CU Leaders Expect New Administration to Bring New Compliance Burdens, According to Aux Survey

LAKEWOOD, Colo—Credit union leaders expect greater compliance burden and more changes to occur within financial services from the Democratic-controlled administration than what was seen under the former Trump administration, a new study reveals.

According to a survey of 38 credit union decision-makers by the CUSO Aux that included 22 questions on a variety of topics that effect credit unions, the findings revealed concerns around:

  • Student loan forgiveness, minimum wage increases, and marijuana legalization effects
  • Compliance and accounting regulations
  • New leadership and changes at the CFPB
  • HMDA changes
  • CECL changes
  • General hypotheses on a negative/positive impact to the industry

“Aux, a leader in credit union research and collaboration, hopes to provide insight into the effects of a ‘Blue Wave’ within the executive and legislative branches of government as well as primary-source perspectives on how this concentration of political power could affect credit unions in the year ahead,” the company said.

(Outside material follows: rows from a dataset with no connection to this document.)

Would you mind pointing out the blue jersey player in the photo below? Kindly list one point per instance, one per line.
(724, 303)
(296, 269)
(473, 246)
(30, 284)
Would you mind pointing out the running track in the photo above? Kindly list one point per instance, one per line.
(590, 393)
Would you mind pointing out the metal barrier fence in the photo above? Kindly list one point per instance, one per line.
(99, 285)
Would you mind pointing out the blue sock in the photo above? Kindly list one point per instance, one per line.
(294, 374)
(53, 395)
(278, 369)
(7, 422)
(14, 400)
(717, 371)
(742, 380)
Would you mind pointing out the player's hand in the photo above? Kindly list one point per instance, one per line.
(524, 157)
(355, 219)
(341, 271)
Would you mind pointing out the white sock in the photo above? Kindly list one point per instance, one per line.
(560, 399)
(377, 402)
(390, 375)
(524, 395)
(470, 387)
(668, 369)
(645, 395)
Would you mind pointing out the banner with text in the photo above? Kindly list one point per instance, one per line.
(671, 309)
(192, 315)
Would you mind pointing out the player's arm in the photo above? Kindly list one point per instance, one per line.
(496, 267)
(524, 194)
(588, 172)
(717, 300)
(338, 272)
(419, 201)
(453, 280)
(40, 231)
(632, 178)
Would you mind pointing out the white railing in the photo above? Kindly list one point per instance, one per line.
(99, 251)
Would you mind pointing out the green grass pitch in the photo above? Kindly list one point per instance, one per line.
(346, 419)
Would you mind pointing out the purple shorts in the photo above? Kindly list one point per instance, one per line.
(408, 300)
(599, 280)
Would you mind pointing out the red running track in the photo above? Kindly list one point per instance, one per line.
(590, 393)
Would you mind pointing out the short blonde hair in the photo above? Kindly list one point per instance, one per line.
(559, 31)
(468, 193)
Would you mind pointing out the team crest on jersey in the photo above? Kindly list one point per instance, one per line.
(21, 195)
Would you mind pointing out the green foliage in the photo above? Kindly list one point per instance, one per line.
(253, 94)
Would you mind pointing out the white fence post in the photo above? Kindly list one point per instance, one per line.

Specific feedback in the Aux survey includes:

Marijuana
When asked if marijuana would become legal in all 50 states within the next 2 years, 32% of participants said yes, 55% said no, and 13% said other (5 years or not anytime in the near future).

Student Loan Forgiveness

When asked to rate the likelihood of student loan forgiveness being passed in 2021, responses averaged right in the middle at 53, on a scale of 0 (not likely at all) to 100 (extremely likely). Responses ran the full gamut, from 0 to 100.

Minimum Wage

When asked what the likelihood was of a national minimum wage increase to $15 per hour being passed this year, responses averaged 60, on a scale of 0 (not likely at all) to 100 (extremely likely).

CFPB and NCUA Changes

Aux asked participants if they thought new leadership at the NCUA and CFPB will result in

more or less compliance burden for credit unions. On a scale of -10 (much less) to 10 (much more), the responses averaged an 8, which shows a significant expectation across the board that there will be more compliance burden.

Finance and Accounting

Participants were asked what the financial and accounting risk reporting requirements environment will be like over the next two years. On a scale from -10 (less stringent) to 10 (more stringent), the average was 6, a considerable consensus of more strictness.

Compliance

Participants were asked what the credit union regulatory and compliance environment will be like over the next two years. On a scale from -10 (less stringent) to 10 (more stringent), the average was 7, an even more considerable consensus of severity.

Regulations

HMDA
When asked if participants anticipated any changes to HMDA regulations, 61% said yes and 26% said no, and the rest unsure.

CECL

When asked if participants expected the implementation of CECL would be moved up or further delayed, 53% said further delayed, 13% said moved up, and 34% said it would stay the same or they weren’t certain.

MBL Cap
Aux asked how likely is it that Congress and the regulatory agencies will address the MBL cap, and participants were split down the middle. On a scale from -10 (not at all likely) to 10 (very likely), the average was 0.

Consumer Data

When asked if participants expect stricter controls and regulations regarding consumer data/information protection, 100% said yes. This was the only question in the whole survey where the answers were unanimous, Aux said.

General Impact

When asked if the Biden Administration would be more or less focused on making changes in the financial services industry than the Trump Administration, 75% felt that Biden would be more focused on making changes.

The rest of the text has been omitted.